BATON ROUGE—State Sen. J.P. Morrell (D-District 3) has requested a state inquiry into allegations of child abuse at a Shreveport Episcopal school for not following mandated reporting laws, but the head of one advocacy group says mandated reporting, while well-intentioned, doesn’t address the real needs of the children.
A mother is suing St. Mark’s Cathedral School (SMCS) because she believes her son, identified only as M.R. was wrongfully expelled from the school. According to the lawsuit, her 6th-grade son stayed in a cabin with four other male students at Pine Cove when they were on a weekend trip in 2014. After the trip, one of the other students who stayed in M.R.’s cabin accused him of inappropriate behavior, and the student’s mom filed a complaint with the school. According to news reports, the chaperones did not witness the behavior and reported that M.R.’s conduct was appropriate.
Two days after the field trip, SCMS Head of School Chris Carter expelled the young boy. The Withdrawal Certificate states that he was expelled for “inappropriate touching of other students when not in the presence of adults.”
In October 2015, the mother sued Carter and SCMS for disability discrimination, breach of contract, disparate treatment, defamation, intentional infliction of emotional distress, and violation of the family educational rights and privacy act.
The mother spoke out to KSLA News 12 in April about the lawsuit, saying that her son has ADHD, which the school was aware of. Following the news report, Morrell sent a letter to Attorney General Jeff Landry requesting an investigation into SCMS and Carter for not reporting alleged sexual abuse.
Louisiana State Law Revised Statute 14:403 requires teachers to report any child abuse to the authorities.

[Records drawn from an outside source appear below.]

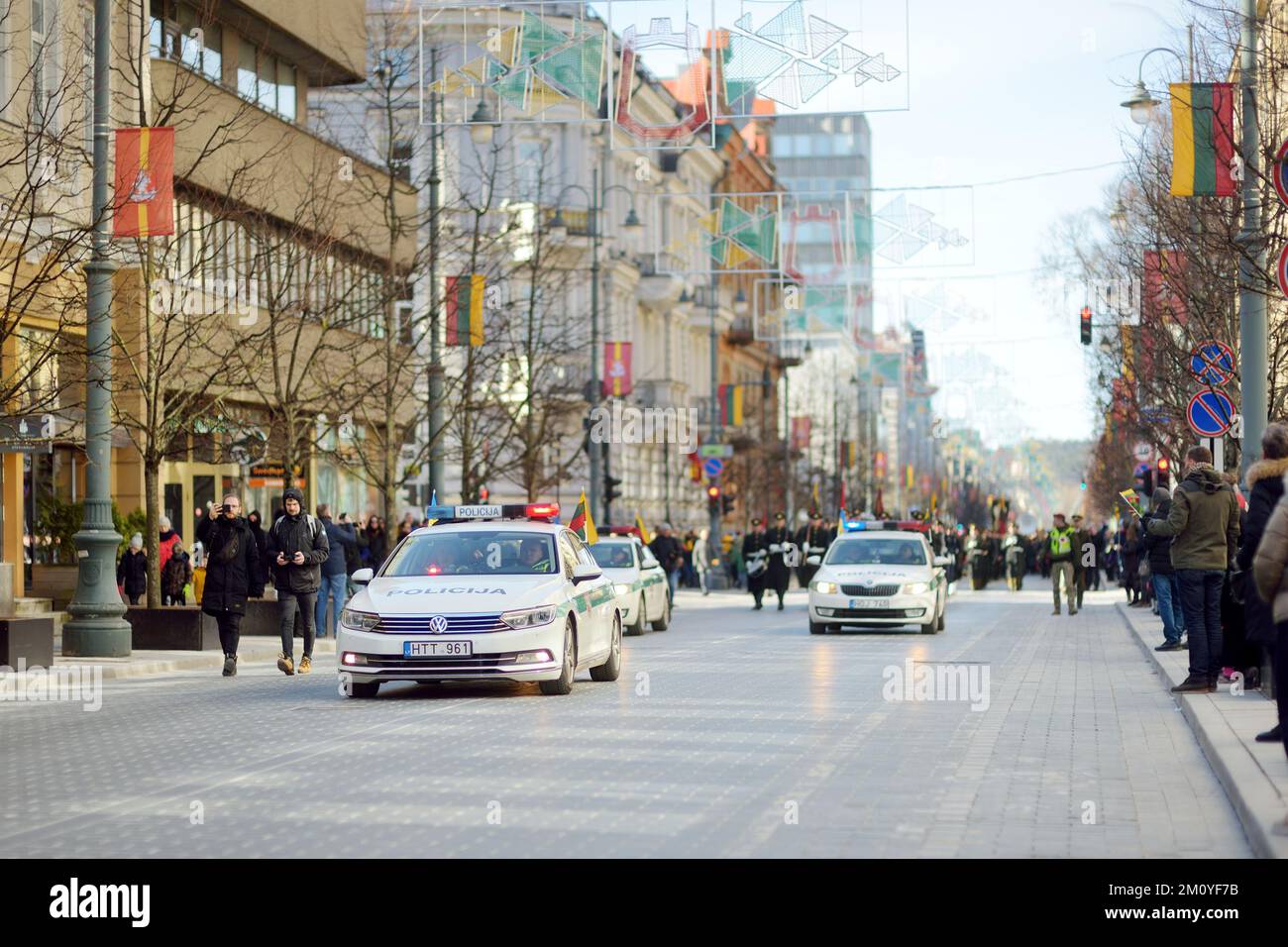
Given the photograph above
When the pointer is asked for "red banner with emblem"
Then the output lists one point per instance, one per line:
(617, 368)
(145, 183)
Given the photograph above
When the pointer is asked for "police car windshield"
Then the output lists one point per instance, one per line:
(877, 552)
(613, 556)
(475, 553)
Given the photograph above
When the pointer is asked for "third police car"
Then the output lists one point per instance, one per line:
(880, 573)
(484, 592)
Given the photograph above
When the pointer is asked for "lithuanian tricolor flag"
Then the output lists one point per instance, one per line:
(145, 183)
(583, 523)
(730, 405)
(465, 309)
(1202, 138)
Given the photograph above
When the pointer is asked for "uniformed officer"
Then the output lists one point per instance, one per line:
(780, 540)
(755, 556)
(812, 539)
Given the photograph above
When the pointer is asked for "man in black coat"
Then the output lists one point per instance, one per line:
(296, 547)
(755, 556)
(780, 544)
(233, 574)
(812, 539)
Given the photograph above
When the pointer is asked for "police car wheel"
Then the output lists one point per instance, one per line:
(640, 618)
(612, 668)
(563, 684)
(662, 622)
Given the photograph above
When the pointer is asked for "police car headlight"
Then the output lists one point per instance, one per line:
(362, 621)
(529, 617)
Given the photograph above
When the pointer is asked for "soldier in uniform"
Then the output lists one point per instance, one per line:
(780, 545)
(812, 539)
(755, 556)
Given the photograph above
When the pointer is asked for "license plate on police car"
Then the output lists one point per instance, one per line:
(437, 648)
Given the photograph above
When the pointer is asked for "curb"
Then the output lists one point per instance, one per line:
(181, 660)
(1249, 789)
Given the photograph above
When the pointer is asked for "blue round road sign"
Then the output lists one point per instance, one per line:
(1210, 414)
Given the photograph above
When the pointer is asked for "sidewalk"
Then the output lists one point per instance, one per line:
(252, 650)
(1254, 776)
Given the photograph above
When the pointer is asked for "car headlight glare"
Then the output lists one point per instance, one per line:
(529, 617)
(362, 621)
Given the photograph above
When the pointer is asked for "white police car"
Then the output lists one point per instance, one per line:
(880, 573)
(485, 592)
(639, 579)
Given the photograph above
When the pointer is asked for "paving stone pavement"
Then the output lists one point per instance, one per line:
(733, 733)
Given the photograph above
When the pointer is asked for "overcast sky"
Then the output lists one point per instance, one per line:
(1006, 89)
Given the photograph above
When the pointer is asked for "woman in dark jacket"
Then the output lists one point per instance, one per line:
(1265, 480)
(132, 574)
(233, 574)
(1131, 564)
(257, 530)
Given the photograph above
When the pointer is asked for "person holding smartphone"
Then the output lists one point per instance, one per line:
(296, 548)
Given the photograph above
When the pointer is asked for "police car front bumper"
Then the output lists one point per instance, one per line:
(848, 609)
(519, 655)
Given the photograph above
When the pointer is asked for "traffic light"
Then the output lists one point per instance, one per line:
(610, 487)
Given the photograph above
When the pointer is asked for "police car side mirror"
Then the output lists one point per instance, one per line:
(583, 573)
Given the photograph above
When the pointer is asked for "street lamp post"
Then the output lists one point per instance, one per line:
(593, 206)
(97, 628)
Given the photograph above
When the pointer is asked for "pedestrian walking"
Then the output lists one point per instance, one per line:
(1205, 528)
(175, 577)
(297, 547)
(132, 573)
(755, 554)
(1265, 482)
(702, 560)
(781, 545)
(1158, 551)
(233, 574)
(334, 582)
(1059, 557)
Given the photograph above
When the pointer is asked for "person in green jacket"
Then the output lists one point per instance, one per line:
(1205, 528)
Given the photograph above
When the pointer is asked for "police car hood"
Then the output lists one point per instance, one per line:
(456, 594)
(877, 575)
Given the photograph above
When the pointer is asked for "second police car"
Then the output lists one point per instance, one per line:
(484, 592)
(642, 590)
(880, 573)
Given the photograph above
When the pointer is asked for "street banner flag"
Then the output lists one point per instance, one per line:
(617, 368)
(583, 523)
(1202, 140)
(465, 309)
(1132, 499)
(145, 183)
(730, 405)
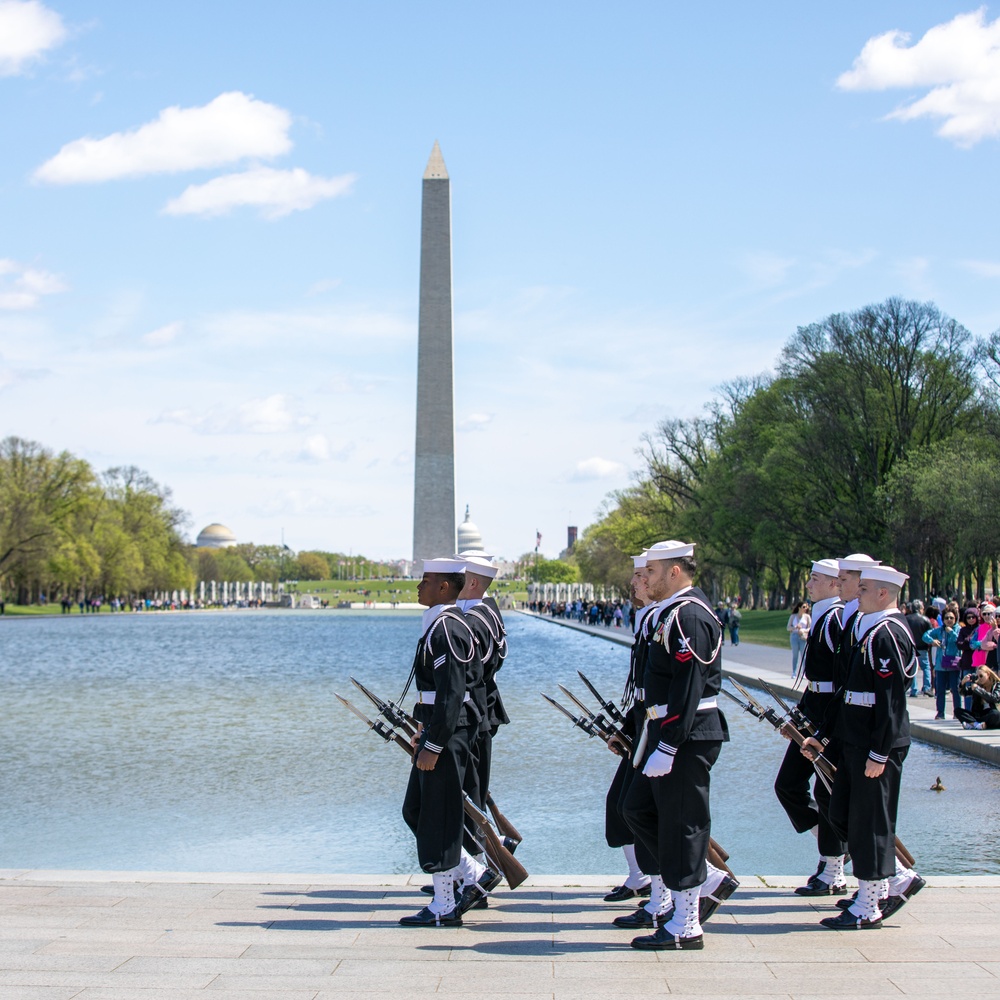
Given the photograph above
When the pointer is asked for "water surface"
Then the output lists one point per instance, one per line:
(213, 742)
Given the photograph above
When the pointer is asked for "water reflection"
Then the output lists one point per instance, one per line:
(213, 742)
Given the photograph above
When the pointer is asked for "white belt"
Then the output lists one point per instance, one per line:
(864, 698)
(659, 711)
(821, 687)
(427, 697)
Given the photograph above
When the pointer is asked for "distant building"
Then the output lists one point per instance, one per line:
(469, 538)
(215, 536)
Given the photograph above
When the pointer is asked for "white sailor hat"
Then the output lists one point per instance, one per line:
(479, 564)
(670, 550)
(884, 574)
(447, 564)
(858, 561)
(826, 567)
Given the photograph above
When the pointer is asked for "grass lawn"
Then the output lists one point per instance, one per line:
(766, 628)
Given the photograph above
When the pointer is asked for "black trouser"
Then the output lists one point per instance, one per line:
(433, 806)
(792, 788)
(671, 818)
(863, 811)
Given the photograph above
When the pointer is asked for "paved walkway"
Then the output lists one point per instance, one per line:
(142, 936)
(748, 662)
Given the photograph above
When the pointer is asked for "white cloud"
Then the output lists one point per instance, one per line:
(275, 192)
(475, 422)
(27, 31)
(230, 128)
(596, 468)
(316, 448)
(983, 268)
(22, 287)
(271, 415)
(958, 60)
(163, 335)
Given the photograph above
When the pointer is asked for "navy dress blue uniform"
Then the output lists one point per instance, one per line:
(446, 670)
(809, 807)
(486, 623)
(671, 815)
(872, 723)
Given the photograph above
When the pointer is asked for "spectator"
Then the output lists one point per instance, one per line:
(799, 623)
(735, 617)
(984, 689)
(945, 639)
(919, 624)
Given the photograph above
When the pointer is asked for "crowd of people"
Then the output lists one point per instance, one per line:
(956, 654)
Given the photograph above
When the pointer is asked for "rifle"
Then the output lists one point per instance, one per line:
(610, 707)
(605, 728)
(400, 719)
(587, 727)
(824, 768)
(513, 871)
(717, 854)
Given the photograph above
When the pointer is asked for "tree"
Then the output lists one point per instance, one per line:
(552, 571)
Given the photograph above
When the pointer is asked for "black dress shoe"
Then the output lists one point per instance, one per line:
(893, 903)
(847, 921)
(622, 892)
(637, 921)
(427, 918)
(817, 887)
(709, 903)
(474, 894)
(663, 940)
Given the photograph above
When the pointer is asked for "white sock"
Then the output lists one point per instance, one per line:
(900, 879)
(469, 868)
(637, 879)
(714, 880)
(866, 905)
(833, 869)
(444, 891)
(684, 922)
(659, 897)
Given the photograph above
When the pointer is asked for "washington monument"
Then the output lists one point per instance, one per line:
(434, 476)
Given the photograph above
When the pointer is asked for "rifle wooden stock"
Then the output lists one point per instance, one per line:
(504, 825)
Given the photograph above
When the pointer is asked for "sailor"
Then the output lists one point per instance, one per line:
(873, 730)
(445, 659)
(667, 803)
(616, 831)
(808, 808)
(483, 616)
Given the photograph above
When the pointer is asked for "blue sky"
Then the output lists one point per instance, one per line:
(646, 201)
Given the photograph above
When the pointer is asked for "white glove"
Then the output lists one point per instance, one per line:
(659, 764)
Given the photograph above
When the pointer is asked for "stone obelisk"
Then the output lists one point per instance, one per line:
(434, 475)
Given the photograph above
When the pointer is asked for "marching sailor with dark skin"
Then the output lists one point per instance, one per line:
(667, 803)
(808, 808)
(446, 670)
(872, 725)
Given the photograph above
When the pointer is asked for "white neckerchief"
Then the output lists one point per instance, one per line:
(867, 622)
(431, 615)
(820, 608)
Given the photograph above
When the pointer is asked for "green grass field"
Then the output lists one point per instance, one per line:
(765, 627)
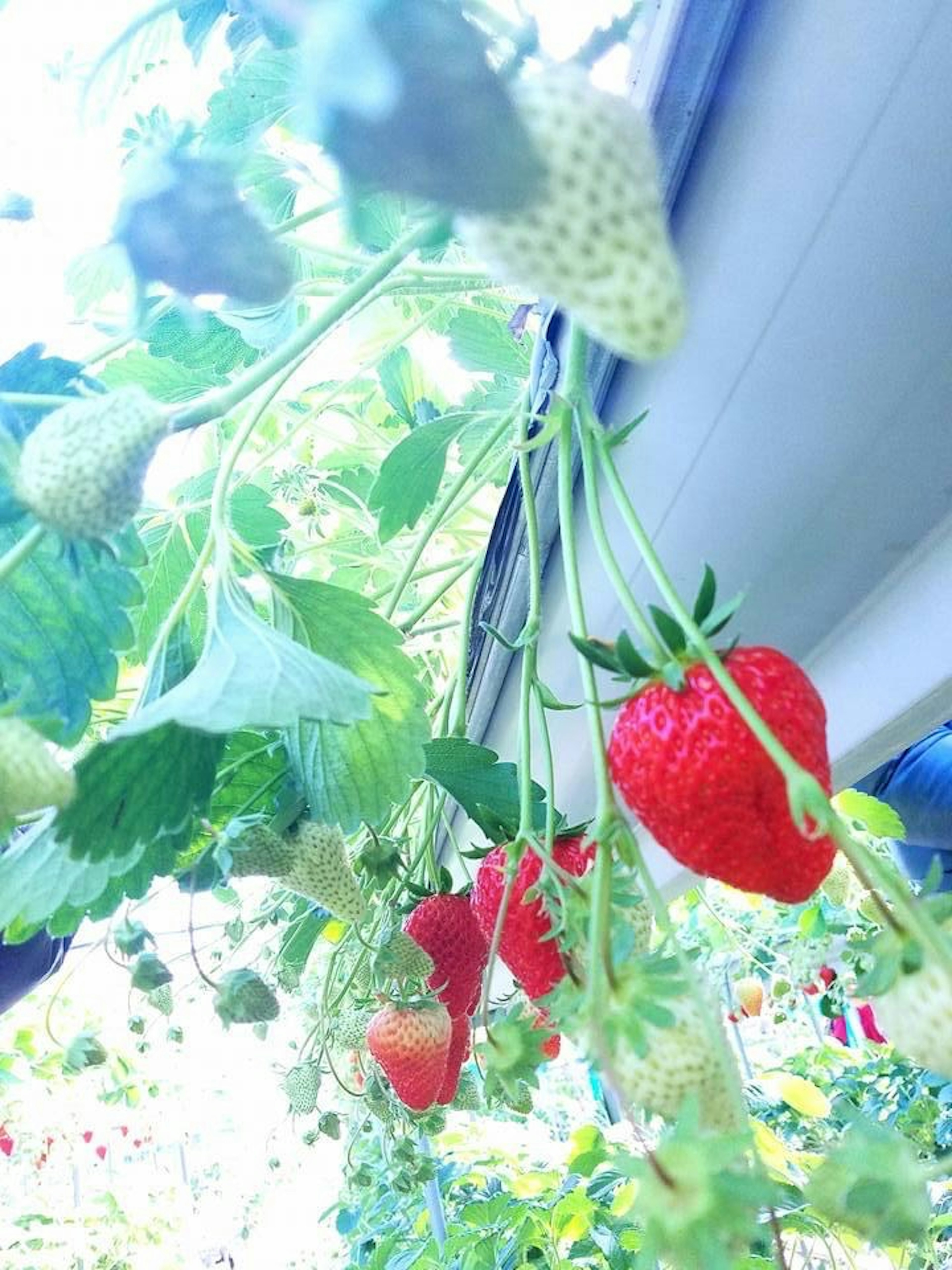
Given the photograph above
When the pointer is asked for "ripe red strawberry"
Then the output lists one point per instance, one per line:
(446, 928)
(457, 1056)
(412, 1045)
(534, 959)
(751, 995)
(699, 780)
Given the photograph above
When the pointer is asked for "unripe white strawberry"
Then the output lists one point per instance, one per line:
(30, 776)
(681, 1062)
(82, 469)
(322, 872)
(916, 1014)
(596, 239)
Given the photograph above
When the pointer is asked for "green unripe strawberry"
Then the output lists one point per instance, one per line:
(244, 997)
(350, 1029)
(82, 469)
(30, 776)
(403, 958)
(469, 1097)
(839, 886)
(261, 853)
(596, 238)
(301, 1086)
(322, 872)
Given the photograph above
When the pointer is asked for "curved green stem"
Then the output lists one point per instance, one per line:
(436, 596)
(610, 562)
(219, 403)
(808, 799)
(575, 389)
(457, 718)
(22, 550)
(530, 633)
(37, 401)
(437, 516)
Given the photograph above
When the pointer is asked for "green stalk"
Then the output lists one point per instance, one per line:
(609, 822)
(22, 550)
(575, 388)
(219, 403)
(606, 553)
(437, 516)
(37, 401)
(457, 726)
(436, 596)
(295, 223)
(530, 632)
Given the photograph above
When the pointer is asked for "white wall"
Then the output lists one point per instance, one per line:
(800, 439)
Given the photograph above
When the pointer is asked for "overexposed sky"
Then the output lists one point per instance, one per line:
(70, 167)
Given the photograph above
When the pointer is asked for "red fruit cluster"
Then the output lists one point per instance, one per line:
(526, 947)
(459, 1053)
(446, 928)
(700, 782)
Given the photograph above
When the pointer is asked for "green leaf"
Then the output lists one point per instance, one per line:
(39, 881)
(60, 629)
(402, 96)
(597, 652)
(484, 788)
(202, 343)
(30, 371)
(621, 435)
(136, 791)
(251, 775)
(874, 1183)
(719, 619)
(150, 972)
(256, 96)
(405, 385)
(631, 661)
(173, 545)
(162, 378)
(706, 596)
(253, 676)
(411, 476)
(668, 629)
(356, 774)
(483, 342)
(880, 820)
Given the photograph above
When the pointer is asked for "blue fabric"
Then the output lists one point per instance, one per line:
(918, 784)
(25, 966)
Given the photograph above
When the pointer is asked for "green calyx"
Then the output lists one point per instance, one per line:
(673, 648)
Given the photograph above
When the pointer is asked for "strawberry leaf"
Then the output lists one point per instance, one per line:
(719, 619)
(484, 788)
(597, 652)
(630, 660)
(61, 620)
(355, 774)
(669, 631)
(253, 676)
(411, 476)
(621, 435)
(878, 817)
(706, 596)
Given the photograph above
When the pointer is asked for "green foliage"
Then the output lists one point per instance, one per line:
(352, 775)
(64, 616)
(412, 473)
(487, 789)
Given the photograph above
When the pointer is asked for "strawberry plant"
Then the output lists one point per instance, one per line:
(242, 553)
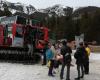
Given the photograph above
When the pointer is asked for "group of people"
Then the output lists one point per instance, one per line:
(60, 53)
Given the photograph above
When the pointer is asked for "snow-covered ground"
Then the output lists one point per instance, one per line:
(18, 71)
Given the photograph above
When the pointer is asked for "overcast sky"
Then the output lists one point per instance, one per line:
(47, 3)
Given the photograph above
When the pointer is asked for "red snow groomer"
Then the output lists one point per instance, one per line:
(19, 41)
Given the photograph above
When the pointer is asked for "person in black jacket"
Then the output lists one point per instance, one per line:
(80, 56)
(66, 52)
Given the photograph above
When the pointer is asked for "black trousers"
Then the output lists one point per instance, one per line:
(67, 73)
(51, 67)
(80, 69)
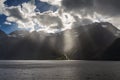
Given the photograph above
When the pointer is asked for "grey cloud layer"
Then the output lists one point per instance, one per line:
(106, 7)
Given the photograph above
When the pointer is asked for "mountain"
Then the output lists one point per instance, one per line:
(89, 42)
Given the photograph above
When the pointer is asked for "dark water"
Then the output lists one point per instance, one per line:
(59, 70)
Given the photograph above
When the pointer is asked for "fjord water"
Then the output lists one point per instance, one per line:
(59, 70)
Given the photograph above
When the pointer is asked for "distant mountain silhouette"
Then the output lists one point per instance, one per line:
(95, 41)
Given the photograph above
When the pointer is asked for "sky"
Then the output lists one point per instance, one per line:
(53, 16)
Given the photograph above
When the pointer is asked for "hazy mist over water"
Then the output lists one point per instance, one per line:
(59, 70)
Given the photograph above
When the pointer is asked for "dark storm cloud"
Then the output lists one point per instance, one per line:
(105, 7)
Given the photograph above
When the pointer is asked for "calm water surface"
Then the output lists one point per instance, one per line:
(59, 70)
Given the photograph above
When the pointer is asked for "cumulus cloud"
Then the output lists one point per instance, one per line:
(94, 10)
(53, 2)
(71, 13)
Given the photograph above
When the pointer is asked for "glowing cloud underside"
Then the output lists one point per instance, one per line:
(51, 22)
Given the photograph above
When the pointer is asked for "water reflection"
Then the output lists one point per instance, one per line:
(59, 70)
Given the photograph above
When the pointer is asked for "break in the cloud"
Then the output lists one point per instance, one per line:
(70, 13)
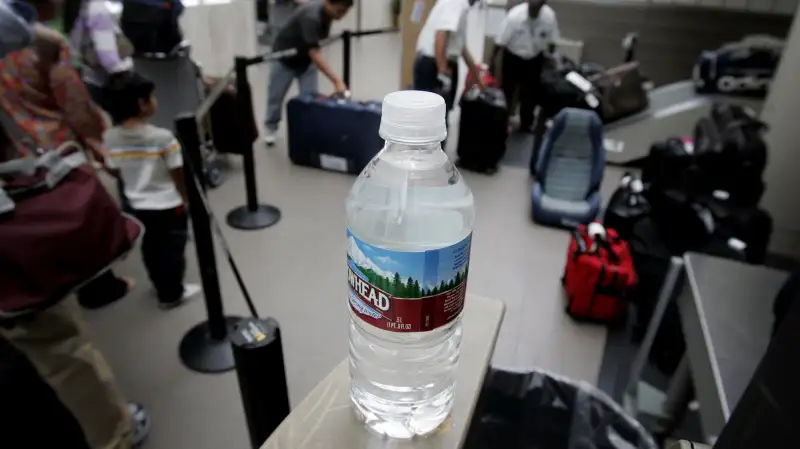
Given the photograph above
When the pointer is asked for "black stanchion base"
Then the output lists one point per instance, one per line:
(202, 353)
(263, 217)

In 2012, Morrell sponsored Act 614, which stiffens the punishment for willfully not reporting suspected abuse. The attorney general’s office could not confirm or deny an investigation.
Lyndon Haviland, CEO of Darkness to Light, an advocacy group whose mission is to educate adults about child abuse said punishing the school for not reporting alleged abuse is not the answer.
"Increasing the severity of punishment for those who fail to report is well intentioned, but does not address the root of the problem," Haviland told the Louisiana Record in an email.
Haviland would like to see more training for educators on how to stop sexual abuse.
"Increasing knowledge empowers mandated reporters and helps to create environments where prevention is possible," she said. "One in 10 children are sexually abused before their 18th birthday and, despite this staggering statistic, our educators and youth serving professionals are unclear of their responsibility for protecting children and how to do so. One of the most effective ways we can combat this problem is by training school and other youth-serving personnel to work together to actively prevent sexual abuse from happening… ."
Morrell’s office did not respond to an interview request.